Why does the Tennessee Legislature Care About a Lesbian Couple’s Divorce?
A lesbian couple from Knoxville, Tennessee, has officially gotten divorced–but it wasn’t without a hard-fought legal battle that ended up involving the state legislature. In a first for the conservative southern state, a woman has been designated as the “husband” in a custody case. Knox County 4th Circuit Court Judge Greg McMillan’s ruling, which was anticipated, came as the Tennessee legislature was attempting to file a bill that would preclude gay and lesbian couples from being covered under gender-specific words in custody cases.
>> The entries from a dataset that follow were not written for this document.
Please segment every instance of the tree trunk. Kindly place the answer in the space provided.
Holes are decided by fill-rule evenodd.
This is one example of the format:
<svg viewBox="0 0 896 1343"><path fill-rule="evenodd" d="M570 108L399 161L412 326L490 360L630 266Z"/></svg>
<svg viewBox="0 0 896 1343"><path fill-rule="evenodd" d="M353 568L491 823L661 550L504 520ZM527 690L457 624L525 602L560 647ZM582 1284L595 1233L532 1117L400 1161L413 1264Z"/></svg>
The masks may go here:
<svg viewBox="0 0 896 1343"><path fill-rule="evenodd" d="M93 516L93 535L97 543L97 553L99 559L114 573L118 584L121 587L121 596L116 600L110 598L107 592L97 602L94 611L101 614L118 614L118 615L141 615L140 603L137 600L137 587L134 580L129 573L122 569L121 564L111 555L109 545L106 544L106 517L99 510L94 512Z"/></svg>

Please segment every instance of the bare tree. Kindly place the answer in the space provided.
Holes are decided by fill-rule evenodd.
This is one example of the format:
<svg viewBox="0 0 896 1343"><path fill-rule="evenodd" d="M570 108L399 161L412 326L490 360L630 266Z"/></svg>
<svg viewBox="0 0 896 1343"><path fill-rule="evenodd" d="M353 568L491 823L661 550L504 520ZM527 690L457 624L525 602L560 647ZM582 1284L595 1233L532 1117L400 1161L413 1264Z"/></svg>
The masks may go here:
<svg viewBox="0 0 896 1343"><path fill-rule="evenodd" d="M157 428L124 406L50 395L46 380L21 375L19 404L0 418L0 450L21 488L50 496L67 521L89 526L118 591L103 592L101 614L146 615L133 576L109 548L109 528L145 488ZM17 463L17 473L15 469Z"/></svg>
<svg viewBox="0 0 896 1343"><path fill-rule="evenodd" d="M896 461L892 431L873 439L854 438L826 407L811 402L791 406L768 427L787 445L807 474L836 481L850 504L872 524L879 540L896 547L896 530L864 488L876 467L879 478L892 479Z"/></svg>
Sabrina and Erica Witt were married in 2014 in Washington D.C., where gay marriage was legal. At that point, gay marriage wasn’t legal in Tennessee, so when they had a child via artificial insemination, carried by Sabrina, Erica wasn’t included on the birth certificate. McMillan initially ruled that because the language in the Tennessee custody law was specific, and referred to “husband” and “wife,” only Sabrina could have custody. However, more recently, he ruled that the law could be applied to their case.
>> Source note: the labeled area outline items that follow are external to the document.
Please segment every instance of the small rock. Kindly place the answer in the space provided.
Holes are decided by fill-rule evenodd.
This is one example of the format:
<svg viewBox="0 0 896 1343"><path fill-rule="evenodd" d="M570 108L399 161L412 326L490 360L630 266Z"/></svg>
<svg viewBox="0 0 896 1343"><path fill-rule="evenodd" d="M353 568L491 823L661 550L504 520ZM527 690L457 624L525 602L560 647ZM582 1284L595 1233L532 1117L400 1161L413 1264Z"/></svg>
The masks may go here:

McMillan’s decision granted both Sabrina and Erica custody. Erica is viewed as the “father” in this situation, and has the right to see her child. Moreover, she is on the hook for child support payments.
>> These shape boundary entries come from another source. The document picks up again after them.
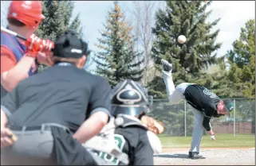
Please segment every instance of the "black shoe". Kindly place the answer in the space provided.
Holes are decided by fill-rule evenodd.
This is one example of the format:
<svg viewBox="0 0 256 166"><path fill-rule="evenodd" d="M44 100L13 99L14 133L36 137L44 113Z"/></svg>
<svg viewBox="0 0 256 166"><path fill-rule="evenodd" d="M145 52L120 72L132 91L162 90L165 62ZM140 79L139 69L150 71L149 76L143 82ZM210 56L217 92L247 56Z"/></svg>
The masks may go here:
<svg viewBox="0 0 256 166"><path fill-rule="evenodd" d="M205 159L205 157L199 155L199 152L188 152L188 158L190 159Z"/></svg>
<svg viewBox="0 0 256 166"><path fill-rule="evenodd" d="M166 60L162 59L161 63L163 65L163 70L165 71L170 71L172 70L172 64L168 63Z"/></svg>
But, while the Witts’ case was making it way through the courts, local legislators took notice. A few days after the ruling, the state legislature passed a bill that requires judges in McMillan’s situation to give “natural meaning” to words that are gendered. Governor Bill Haslam signed the bill. However, the legislature was prevented from intervening in this particular case, by McMillan’s decision. The lawmakers are appealing that decision.
LGBTQ rights groups in the state and nationally reacted with outrage that the state legislature was inserting itself into an individual family’s custody battle.
However, that new law is already wrapped up in a lawsuit. Four married lesbian couples, each of whom are pregnant, are suing the state over the law, claiming that it clearly was enacted with the intention to discriminate against gay couples. There are also concerns that this law could conflict with the decision that legalized same-sex marriage in 2015, Obergefell v. Hodges.